In Silex things are slightly different though and after reading the source of the SecurityServiceProvider I came up with this solution.
$app['security.authentication.logout_handler._proto'] = $app->protect(function ($name, $options) use ($app) {
return $app->share(function () use ($name, $options, $app) {
return new CustomLogoutSuccessHandler(
$app['security.http_utils'],
isset($options['target_url']) ? $options['target_url'] : '/'
);
});
});
class CustomLogoutSuccessHanler extends DefaultLogoutSuccessHandler {
public function onLogoutSuccess(Request $request)
{
$request->getSession()->getFlashBag()->add('info', "Logout success!");
return $this->httpUtils->createRedirectResponse($request, $this->targetUrl);
}
}
The problem however is, that the flashbag message doesn't exist anymore after the redirect. So it seems that the session is being destroyed after the logout success handler is executed... or am I missing something? Is this even the right way to do it?

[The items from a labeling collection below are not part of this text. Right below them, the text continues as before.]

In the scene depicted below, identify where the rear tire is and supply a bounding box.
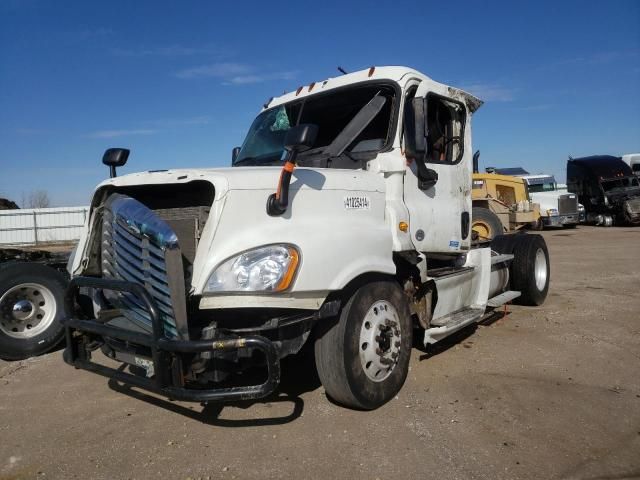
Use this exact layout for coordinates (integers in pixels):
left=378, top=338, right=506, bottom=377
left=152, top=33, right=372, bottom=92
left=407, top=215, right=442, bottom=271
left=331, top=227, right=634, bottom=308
left=0, top=262, right=68, bottom=360
left=491, top=233, right=551, bottom=306
left=471, top=207, right=504, bottom=240
left=315, top=281, right=413, bottom=410
left=510, top=234, right=551, bottom=306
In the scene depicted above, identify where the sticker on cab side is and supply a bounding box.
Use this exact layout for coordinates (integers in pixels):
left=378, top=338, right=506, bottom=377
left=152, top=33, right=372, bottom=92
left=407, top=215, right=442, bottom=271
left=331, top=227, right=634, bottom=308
left=344, top=195, right=371, bottom=210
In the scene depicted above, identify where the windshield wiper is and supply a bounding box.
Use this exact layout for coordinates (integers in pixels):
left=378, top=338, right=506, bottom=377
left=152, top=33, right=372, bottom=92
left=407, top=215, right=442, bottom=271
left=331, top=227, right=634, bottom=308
left=322, top=92, right=387, bottom=158
left=233, top=157, right=280, bottom=167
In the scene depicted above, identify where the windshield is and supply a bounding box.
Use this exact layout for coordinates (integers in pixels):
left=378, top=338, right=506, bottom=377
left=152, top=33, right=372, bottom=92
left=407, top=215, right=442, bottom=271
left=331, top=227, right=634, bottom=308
left=602, top=177, right=640, bottom=192
left=233, top=83, right=395, bottom=166
left=529, top=179, right=556, bottom=193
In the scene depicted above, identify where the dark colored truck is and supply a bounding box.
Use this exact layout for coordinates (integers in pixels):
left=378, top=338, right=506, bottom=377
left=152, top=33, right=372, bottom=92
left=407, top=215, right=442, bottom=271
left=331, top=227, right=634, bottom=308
left=567, top=155, right=640, bottom=226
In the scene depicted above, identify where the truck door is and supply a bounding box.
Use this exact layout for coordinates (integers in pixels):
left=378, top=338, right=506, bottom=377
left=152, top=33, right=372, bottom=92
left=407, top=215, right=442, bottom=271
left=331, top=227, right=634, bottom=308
left=404, top=83, right=472, bottom=253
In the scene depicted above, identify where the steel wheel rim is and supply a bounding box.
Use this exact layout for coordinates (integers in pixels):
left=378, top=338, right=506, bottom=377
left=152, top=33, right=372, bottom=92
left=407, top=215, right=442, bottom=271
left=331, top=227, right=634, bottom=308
left=358, top=300, right=402, bottom=382
left=0, top=283, right=57, bottom=340
left=535, top=248, right=547, bottom=291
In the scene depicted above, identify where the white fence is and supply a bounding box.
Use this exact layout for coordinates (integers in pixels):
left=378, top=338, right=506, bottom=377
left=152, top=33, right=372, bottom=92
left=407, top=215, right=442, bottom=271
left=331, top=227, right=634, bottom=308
left=0, top=207, right=89, bottom=245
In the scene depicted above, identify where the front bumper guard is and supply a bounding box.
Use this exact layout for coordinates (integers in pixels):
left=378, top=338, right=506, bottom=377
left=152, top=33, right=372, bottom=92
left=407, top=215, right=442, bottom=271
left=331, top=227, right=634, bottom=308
left=62, top=277, right=280, bottom=403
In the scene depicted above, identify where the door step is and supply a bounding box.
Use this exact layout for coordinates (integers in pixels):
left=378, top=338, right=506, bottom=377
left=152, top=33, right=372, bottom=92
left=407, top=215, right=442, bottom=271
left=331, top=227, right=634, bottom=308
left=487, top=290, right=520, bottom=308
left=427, top=267, right=474, bottom=280
left=424, top=308, right=485, bottom=345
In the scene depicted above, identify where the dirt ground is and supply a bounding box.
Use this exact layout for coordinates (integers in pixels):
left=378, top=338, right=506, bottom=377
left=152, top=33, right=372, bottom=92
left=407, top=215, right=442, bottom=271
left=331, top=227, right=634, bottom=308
left=0, top=227, right=640, bottom=480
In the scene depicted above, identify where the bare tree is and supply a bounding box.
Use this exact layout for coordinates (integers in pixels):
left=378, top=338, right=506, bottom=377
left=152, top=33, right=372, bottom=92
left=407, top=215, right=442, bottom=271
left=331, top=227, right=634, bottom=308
left=22, top=190, right=51, bottom=208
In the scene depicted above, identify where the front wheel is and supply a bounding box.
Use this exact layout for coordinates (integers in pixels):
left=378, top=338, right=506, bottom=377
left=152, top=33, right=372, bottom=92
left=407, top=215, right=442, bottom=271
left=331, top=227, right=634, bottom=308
left=0, top=263, right=67, bottom=360
left=315, top=281, right=413, bottom=410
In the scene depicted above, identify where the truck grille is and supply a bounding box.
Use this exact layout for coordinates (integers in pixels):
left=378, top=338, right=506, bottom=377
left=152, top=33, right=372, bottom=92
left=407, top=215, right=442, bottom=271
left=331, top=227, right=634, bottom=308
left=102, top=194, right=186, bottom=338
left=625, top=197, right=640, bottom=219
left=558, top=193, right=578, bottom=215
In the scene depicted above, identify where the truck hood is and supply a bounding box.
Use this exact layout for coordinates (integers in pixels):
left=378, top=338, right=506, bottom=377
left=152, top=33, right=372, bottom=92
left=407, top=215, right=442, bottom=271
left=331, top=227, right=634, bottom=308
left=96, top=167, right=384, bottom=200
left=69, top=167, right=394, bottom=294
left=529, top=190, right=571, bottom=211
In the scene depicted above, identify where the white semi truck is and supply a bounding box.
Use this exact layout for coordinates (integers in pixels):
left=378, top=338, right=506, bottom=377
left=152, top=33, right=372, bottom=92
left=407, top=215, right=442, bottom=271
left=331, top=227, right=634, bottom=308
left=64, top=67, right=549, bottom=409
left=518, top=174, right=580, bottom=228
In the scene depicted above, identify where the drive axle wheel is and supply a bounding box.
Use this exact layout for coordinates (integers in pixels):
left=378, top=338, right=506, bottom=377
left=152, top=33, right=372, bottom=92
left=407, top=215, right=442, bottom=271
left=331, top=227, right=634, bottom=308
left=315, top=281, right=412, bottom=410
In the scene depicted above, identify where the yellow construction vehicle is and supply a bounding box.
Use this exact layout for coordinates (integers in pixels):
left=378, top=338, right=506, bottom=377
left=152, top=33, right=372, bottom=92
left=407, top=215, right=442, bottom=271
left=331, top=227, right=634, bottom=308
left=471, top=151, right=541, bottom=240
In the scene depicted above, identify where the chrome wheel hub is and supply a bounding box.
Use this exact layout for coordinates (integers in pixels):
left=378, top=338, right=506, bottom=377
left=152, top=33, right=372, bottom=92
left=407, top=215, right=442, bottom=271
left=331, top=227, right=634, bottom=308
left=534, top=248, right=547, bottom=291
left=0, top=283, right=56, bottom=339
left=359, top=300, right=402, bottom=382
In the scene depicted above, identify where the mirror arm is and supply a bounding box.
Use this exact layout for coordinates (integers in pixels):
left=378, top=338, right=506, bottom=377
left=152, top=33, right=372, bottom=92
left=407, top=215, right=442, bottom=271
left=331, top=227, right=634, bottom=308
left=267, top=150, right=297, bottom=217
left=415, top=157, right=438, bottom=190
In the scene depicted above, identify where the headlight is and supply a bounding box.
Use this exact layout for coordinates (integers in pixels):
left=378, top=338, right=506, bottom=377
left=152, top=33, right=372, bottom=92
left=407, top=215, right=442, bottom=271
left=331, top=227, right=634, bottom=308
left=204, top=245, right=300, bottom=293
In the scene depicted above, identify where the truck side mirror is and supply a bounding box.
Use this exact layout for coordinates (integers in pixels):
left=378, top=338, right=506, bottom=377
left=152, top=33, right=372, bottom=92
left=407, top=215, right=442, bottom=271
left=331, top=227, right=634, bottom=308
left=404, top=97, right=438, bottom=190
left=102, top=148, right=129, bottom=178
left=231, top=147, right=240, bottom=163
left=267, top=123, right=318, bottom=217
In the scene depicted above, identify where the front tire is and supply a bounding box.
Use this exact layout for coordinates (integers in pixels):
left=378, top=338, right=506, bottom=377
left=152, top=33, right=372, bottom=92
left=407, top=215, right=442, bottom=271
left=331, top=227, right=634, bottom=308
left=0, top=263, right=67, bottom=360
left=315, top=281, right=413, bottom=410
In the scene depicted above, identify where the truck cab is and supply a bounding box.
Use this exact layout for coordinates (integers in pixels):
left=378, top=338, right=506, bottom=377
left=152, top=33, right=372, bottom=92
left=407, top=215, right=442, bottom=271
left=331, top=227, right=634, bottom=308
left=65, top=67, right=549, bottom=409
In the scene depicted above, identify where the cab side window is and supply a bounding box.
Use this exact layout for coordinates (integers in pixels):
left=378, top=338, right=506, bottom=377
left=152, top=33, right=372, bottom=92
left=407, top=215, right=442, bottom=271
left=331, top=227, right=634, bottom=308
left=426, top=94, right=466, bottom=164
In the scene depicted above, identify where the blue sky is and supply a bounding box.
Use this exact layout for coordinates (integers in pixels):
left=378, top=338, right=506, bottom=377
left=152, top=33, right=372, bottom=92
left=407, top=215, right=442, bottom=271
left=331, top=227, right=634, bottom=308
left=0, top=0, right=640, bottom=206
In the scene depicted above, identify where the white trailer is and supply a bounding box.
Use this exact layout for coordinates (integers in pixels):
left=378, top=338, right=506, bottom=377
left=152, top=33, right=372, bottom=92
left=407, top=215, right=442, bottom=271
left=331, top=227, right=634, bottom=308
left=65, top=67, right=549, bottom=409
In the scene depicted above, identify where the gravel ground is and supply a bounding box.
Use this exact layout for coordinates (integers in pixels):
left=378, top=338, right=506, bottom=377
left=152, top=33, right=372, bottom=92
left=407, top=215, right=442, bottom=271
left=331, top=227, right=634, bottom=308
left=0, top=227, right=640, bottom=480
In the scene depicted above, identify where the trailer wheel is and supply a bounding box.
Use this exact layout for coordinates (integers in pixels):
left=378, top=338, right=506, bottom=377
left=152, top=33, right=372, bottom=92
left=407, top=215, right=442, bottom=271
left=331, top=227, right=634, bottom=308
left=315, top=281, right=413, bottom=410
left=510, top=234, right=551, bottom=305
left=471, top=207, right=504, bottom=240
left=0, top=263, right=67, bottom=360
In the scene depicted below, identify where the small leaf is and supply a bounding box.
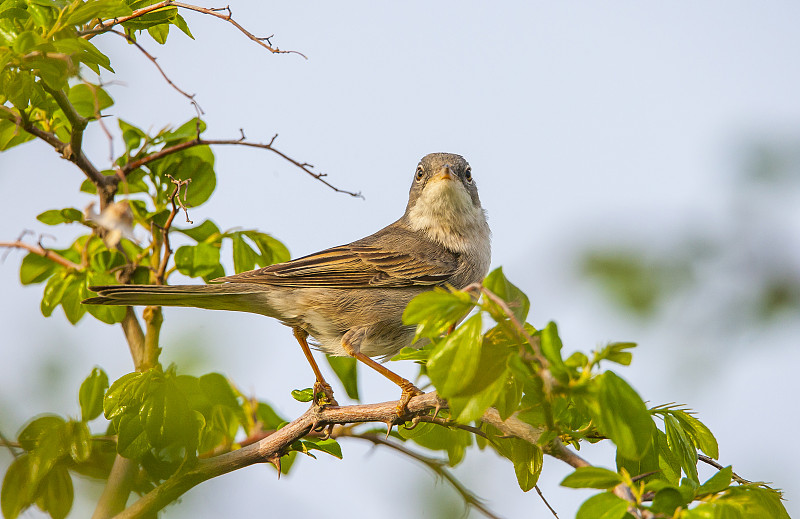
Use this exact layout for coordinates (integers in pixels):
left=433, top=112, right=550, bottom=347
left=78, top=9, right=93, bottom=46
left=428, top=314, right=483, bottom=398
left=697, top=465, right=733, bottom=497
left=590, top=371, right=655, bottom=459
left=36, top=465, right=74, bottom=519
left=575, top=492, right=629, bottom=519
left=19, top=252, right=58, bottom=285
left=175, top=243, right=219, bottom=277
left=403, top=289, right=475, bottom=341
left=483, top=267, right=531, bottom=323
left=561, top=467, right=622, bottom=490
left=78, top=367, right=108, bottom=422
left=292, top=387, right=314, bottom=402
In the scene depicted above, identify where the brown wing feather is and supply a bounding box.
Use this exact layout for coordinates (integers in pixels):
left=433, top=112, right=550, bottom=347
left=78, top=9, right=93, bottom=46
left=215, top=243, right=456, bottom=288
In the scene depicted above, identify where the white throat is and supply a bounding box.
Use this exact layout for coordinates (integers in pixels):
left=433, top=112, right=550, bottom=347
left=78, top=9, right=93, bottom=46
left=408, top=180, right=490, bottom=253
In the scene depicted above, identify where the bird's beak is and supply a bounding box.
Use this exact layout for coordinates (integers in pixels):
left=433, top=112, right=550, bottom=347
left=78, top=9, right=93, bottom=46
left=434, top=168, right=456, bottom=181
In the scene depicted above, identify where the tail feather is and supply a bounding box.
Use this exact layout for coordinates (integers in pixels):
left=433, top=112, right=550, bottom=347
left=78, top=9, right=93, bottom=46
left=82, top=283, right=276, bottom=317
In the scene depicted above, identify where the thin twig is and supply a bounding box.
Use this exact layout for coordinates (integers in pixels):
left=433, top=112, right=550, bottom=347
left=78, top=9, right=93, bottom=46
left=122, top=137, right=364, bottom=198
left=0, top=240, right=81, bottom=270
left=697, top=454, right=753, bottom=485
left=533, top=485, right=558, bottom=519
left=108, top=29, right=205, bottom=118
left=342, top=431, right=499, bottom=519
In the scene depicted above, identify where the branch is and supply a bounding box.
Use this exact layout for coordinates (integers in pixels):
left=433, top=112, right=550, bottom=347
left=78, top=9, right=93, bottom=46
left=0, top=240, right=81, bottom=270
left=121, top=134, right=364, bottom=198
left=108, top=29, right=205, bottom=118
left=78, top=0, right=308, bottom=59
left=342, top=431, right=499, bottom=519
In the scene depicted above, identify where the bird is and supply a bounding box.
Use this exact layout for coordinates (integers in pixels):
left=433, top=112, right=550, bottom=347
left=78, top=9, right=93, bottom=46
left=83, top=153, right=491, bottom=413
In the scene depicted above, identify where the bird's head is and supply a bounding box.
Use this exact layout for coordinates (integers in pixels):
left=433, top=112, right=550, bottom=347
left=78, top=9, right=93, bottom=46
left=404, top=153, right=489, bottom=252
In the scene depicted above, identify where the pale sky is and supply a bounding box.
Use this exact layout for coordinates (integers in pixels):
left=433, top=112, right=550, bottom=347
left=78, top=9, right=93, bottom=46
left=0, top=0, right=800, bottom=518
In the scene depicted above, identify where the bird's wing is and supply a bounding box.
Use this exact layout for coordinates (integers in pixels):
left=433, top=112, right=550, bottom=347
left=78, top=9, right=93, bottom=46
left=215, top=233, right=458, bottom=288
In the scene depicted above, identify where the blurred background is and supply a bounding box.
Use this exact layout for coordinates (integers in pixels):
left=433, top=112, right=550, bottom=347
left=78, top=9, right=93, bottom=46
left=0, top=0, right=800, bottom=518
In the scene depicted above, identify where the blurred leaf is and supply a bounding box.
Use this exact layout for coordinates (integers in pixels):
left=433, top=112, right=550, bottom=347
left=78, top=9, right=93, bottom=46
left=292, top=387, right=314, bottom=402
left=325, top=355, right=358, bottom=400
left=36, top=207, right=83, bottom=225
left=483, top=267, right=531, bottom=323
left=575, top=492, right=629, bottom=519
left=664, top=415, right=699, bottom=482
left=590, top=371, right=655, bottom=459
left=19, top=252, right=60, bottom=285
left=561, top=467, right=622, bottom=489
left=428, top=312, right=483, bottom=398
left=231, top=232, right=256, bottom=274
left=69, top=83, right=114, bottom=118
left=36, top=465, right=74, bottom=519
left=175, top=243, right=219, bottom=278
left=403, top=289, right=475, bottom=341
left=697, top=465, right=733, bottom=497
left=78, top=367, right=108, bottom=422
left=175, top=220, right=221, bottom=242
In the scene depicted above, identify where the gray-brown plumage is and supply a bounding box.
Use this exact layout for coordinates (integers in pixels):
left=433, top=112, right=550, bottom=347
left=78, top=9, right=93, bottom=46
left=84, top=153, right=491, bottom=404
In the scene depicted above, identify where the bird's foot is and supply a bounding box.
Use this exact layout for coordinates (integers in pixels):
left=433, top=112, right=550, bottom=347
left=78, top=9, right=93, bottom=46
left=397, top=380, right=424, bottom=416
left=314, top=380, right=339, bottom=406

UPDATE: Still haven't found a proper solution yet. But this works.
I have added a parameter to the target url of the logout and use it to detect if a logout was made.
$app->register( new SecurityServiceProvider(), array(
'security.firewalls' => array(
'default' => array(
'pattern'=> '/user',
'logout' => array(
'logout_path' => '/user/logout',
'target_url' => '/?logout'
),
)
)
));
I had the same problem and your thoughts leaded me to a solution, thank you!
First define logout in the security.firewall:
$app->register(new Silex\Provider\SecurityServiceProvider(), array(
'security.firewalls' => array(
'general' => array(
'logout' => array(
'logout_path' => '/admin/logout',
'target_url' => '/goodbye'
)
)
),
));
Create a CustomLogoutSuccessHandler which handles the needed GET parameters for the logout, in this case redirect, message and pid:
class CustomLogoutSuccessHandler extends DefaultLogoutSuccessHandler
{
public function onLogoutSuccess(Request $request)
{
// use another target?
$target = $request->query->get('redirect', $this->targetUrl);
$parameter = array();
if (null != ($pid = $request->query->get('pid'))) {
$parameter['pid'] = $pid;
}
if (null != ($message = $request->query->get('message'))) {
$parameter['message'] = $message;
}
$parameter_str = !empty($parameter) ? '?'.http_build_query($parameter) : '';
return $this->httpUtils->createRedirectResponse($request, $target.$parameter_str);
}
}
Register the handler:
$app['security.authentication.logout_handler.general'] = $app->share(function () use ($app) {
return new CustomLogoutSuccessHandler(
$app['security.http_utils'], '/goodbye');
});
The trick to make this working as expected is to use another route to logout:
$app->get('/logout', function() use($app) {
$pid = $app['request']->query->get('pid');
$message = $app['request']->query->get('message');
$redirect = $app['request']->query->get('redirect');
return $app->redirect(FRAMEWORK_URL."/admin/logout?pid=$pid&message=$message&redirect=$redirect");
});
/logout set the needed parameters and execute the regular logout /admin/logout
Now you can use
/logout?redirect=anywhere
to redirect to any other route after logout or
/logout?message=xyz
(encoded) to prompt any messages in the /goodbye dialog.